La casona apareció detrás de una hilera de cipreses, con muros de piedra gris, balcones de hierro oscuro y un tejado inclinado cubierto por hojas húmedas.
Era hermosa, pero no de una manera acogedora, sino como esas fotografías antiguas en las que todas las personas permanecen demasiado serias y uno termina imaginando que conocen algo terrible.
Desde el momento en que cruzamos la puerta, Ximena y yo sentimos la misma incomodidad.
Mariela y Lorena corrieron a elegir habitaciones, mientras Sebastián recorría los pasillos explicando detalles sobre la propiedad con una seguridad extraña para alguien que aseguraba no haber entrado jamás.
Habló de un incendio ocurrido en una cocina exterior, de una familia que desapareció durante una tormenta y de una mujer que había vivido encerrada en el último piso.
—Sabes demasiado —le dije.
Él sonrió sin mirarme.
—Cuando uno crece cerca, escucha cosas.
Los interiores estaban llenos de muebles pesados, cuadros sin firmas y vitrales verdes y rojizos que impedían que la luz del día iluminara por completo los corredores.
Incluso al mediodía, algunas esquinas permanecían oscuras, y los pisos de madera crujían no solo cuando caminábamos, sino también cuando todos estábamos quietos.
En la cocina encontré una puerta angosta detrás de una alacena.

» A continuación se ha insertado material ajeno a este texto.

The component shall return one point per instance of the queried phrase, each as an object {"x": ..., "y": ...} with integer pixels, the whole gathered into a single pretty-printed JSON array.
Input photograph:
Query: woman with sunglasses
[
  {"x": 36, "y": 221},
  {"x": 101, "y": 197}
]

Al abrirla descubrí una escalera extremadamente empinada, tan estrecha que una persona adulta tendría que subir inclinada, apoyándose con las manos.
Los primeros peldaños desaparecían rápidamente en la oscuridad.
—¿Qué hay arriba? —pregunté.
Sebastián apareció detrás de mí tan silenciosamente que casi grité.
—Una antigua habitación de servicio, supongo.
Cerró la puerta con rapidez y apoyó la mano sobre la madera como si temiera que algo pudiera abrirla desde el otro lado.
Esa noche cada uno durmió en una habitación diferente.
Yo odiaba la idea, pero fingí entusiasmo para no parecer la única cobarde del grupo.
Poco después de apagar la lámpara escuché algo moverse en el piso superior.
Al principio pensé que era una maleta siendo arrastrada, pero el sonido era demasiado irregular: un golpe húmedo, una pausa y luego un largo roce sobre las tablas.
Parecía que algo avanzaba apoyándose sobre el pecho y los brazos.
Después escuché un lamento grave que descendía por una rejilla de ventilación.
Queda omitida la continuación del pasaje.